Legislatively Speaking
By Senator Lena C. Taylor
Signed by President Joe Biden on March 29, 2022, the Emmett Till Antilynching Act was a long time coming. The moment was bittersweet. Scanning the photos of onlookers gathered in the White House Rose Garden, the mixture of attendees yielded the unsettling occasion that was the impetus for the event. Also telling was who was not there.
The bill’s namesake was a 14-year-old Emmett Till, who was lynched in Money, Mississippi in 1955. Accused of whistling at Carolyn Bryant, a white woman, Till was visiting family for the summer when his horrific murder occurred. Falsely accused by Bryant, the Chicago, Illinois teenager was dragged from his relative’s home in the dead of night. (In 2017, Bryant admitted that she lied.)
According to History.com, Bryant’s husband, Roy, and his brother “made Emmett carry a 75-pound cotton gin fan to the bank of the Tallahatchie River and ordered him to take off his clothes. The two men then beat him nearly to death, gouged out his eye, shot him in the head and then threw his body, tied to the cotton gin fan with barbed wire, into the river.” (Neither man was convicted of Till’s murder, but both later bragged about killing him.)
Upon learning of her son’s death, Mamie Till-Mobley had her son’s body returned to Chicago. She insisted on an open casket, in order that the world could see what had been done to her son. More than 50,000 people streamed through the line to see the mutilated teen. The gruesome manner of his death galvanized the Black community and thrust his mother into a fight that would last until her death in 2002. Until her last breath at the age of 81, Mamie worked to secure justice for her son. She should have been standing there to witness a U.S. President sign an anti-lynching bill. The hard truth is that countless lives were outlived by the refusal of the American government to do the right thing on the issue of lynching.
As was noted by Vice President Kamala Harris, during the bill ceremony, people had been trying to outlaw lynching in Congress since the year 1900. With substantial data to underscore the problem, there was one testament to that fact that simply could not be denied.

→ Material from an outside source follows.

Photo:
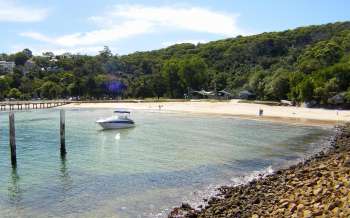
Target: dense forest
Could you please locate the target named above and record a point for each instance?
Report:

In the crowd on that chilly March afternoon, a woman stood near Biden in a beautiful leaf green coat. The rich color drew your eyes to her immediately and you knew instinctively, she was someone significant. Scouring social media and media outlets, I learned that the woman was Michelle Duster. In 1898, Duster’s great-grandmother, Ida B. Wells-Barnett, met with then U.S. President William McKinley at the White House to advocate for an anti-lynching law. Her work would span seven presidential administrations. She should have been there to see the bill passed.
Over the years, many have carried the torch of the early crusaders who fought diligently to stop this gruesome practice that dates back to at least 1882. Countless names, legislators and advocates have stepped in to fill the gap, ensuring that even with 200 failed bills, they would get this legislation signed into law. But you can’t help but ask, “What took so long?” Most likely, one sorry excuse after another.